15. A lithographic plate according to claim 14, wherein said hydroxylated acrylic polymer or copolymer has a hydroxyl number of from 40 to 200.

16. A lithographic plate according to claim 15, wherein said hydroxylated acrylic polymer or copolymer has a hydroxyl number of from 100 to 170.

17. A lithographic plate according to claim 14, wherein said hydroxylated acrylic polymer or copolymer has a mean molecular weight (MW) of from 3000 to 30,000 a.m.u.

18. A lithographic plate according to claim 17, wherein said hydroxylated acrylic polymer or copolymer has a mean ponderal molecular weight (MW) of from 6000 to 20,000 a.m.u.

19. A lithographic plate according to claim 14, wherein said acid is a dicarboxylic acid.

20. A lithographic plate according to claim 19, wherein said dicarboxylic acid is selected from the group consisting of maleic, fumaric, malonic and phthalic acid.

21. A lithographic plate according to claim 14, wherein said reactive derivative of an aliphatic carboxylic acid is selected from the group consisting of acid chloride and anhydride.

22. A lithographic plate according to claim 21, wherein said reactive derivative of an aliphatic carboxylic acid is maleic anhydride.

23. A lithographic plate according to claim 14, wherein said polymeric binder comprises a novolac resin having a mean ponderal molecular weight of from 2000 to 14,000.

24. A lithographic plate according to claim 14, further comprising an IR absorber capable of absorbing IR radiation of from 780 to 1400 nm.

25. A lithographic plate according to claim 14, further comprising a solubility inhibitor which is an organic derivative of titanium.

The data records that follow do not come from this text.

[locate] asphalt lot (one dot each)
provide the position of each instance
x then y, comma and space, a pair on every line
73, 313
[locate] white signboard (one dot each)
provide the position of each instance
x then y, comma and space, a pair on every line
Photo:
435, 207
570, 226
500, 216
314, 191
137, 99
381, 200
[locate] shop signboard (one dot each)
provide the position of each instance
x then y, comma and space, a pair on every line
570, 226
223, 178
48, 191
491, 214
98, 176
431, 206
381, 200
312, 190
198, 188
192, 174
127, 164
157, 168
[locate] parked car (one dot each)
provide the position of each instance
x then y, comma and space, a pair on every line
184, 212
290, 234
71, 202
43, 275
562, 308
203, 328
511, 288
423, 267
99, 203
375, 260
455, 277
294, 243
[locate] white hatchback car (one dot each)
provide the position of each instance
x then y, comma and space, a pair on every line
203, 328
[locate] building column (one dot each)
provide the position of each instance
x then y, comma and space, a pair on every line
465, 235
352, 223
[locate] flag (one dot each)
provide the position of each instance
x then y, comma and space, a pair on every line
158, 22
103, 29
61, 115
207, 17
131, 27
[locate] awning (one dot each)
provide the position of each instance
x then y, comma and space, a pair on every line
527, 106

26. A composition according to claim 1, wherein the hydroxylated acrylic polymer or copolymer is esterified with from 10 to 90% of the stochiometric quantity required to esterify all of the hydroxy groups of the hydroxylated acrylic polymer or copolymer.

27. A composition according to claim 1, wherein the hydroxylated acrylic polymer or copolymer is esterified with from 20 to 60% of the stochiometric quantity required to esterify all of the hydroxy groups of the hydroxylated acrylic polymer or copolymer.

28. A composition according to claim 1, wherein the hydroxylated acrylic polymer or copolymer is esterified with from 20 to 30% of the stochiometric quantity required to esterify all of the hydroxy groups of the hydroxylated acrylic polymer or copolymer.

29. A lithographic plate according to claim 14, wherein the hydroxylated acrylic polymer or copolymer is esterified with from 10 to 90% of the stochiometric quantity required to esterify all of the hydroxy groups of the hydroxylated acrylic polymer or copolymer.

30. A lithographic plate according to claim 27, wherein the hydroxylated acrylic polymer or copolymer is esterified with from 10 to 90% of the stochiometric quantity required to esterify all of the hydroxy groups of the hydroxylated acrylic polymer or copolymer.

31. A lithographic plate according to claim 28, wherein the hydroxylated acrylic polymer or copolymer is esterified with from 10 to 90% of the stochiometric quantity required to esterify all of the hydroxy groups of the hydroxylated acrylic polymer or copolymer.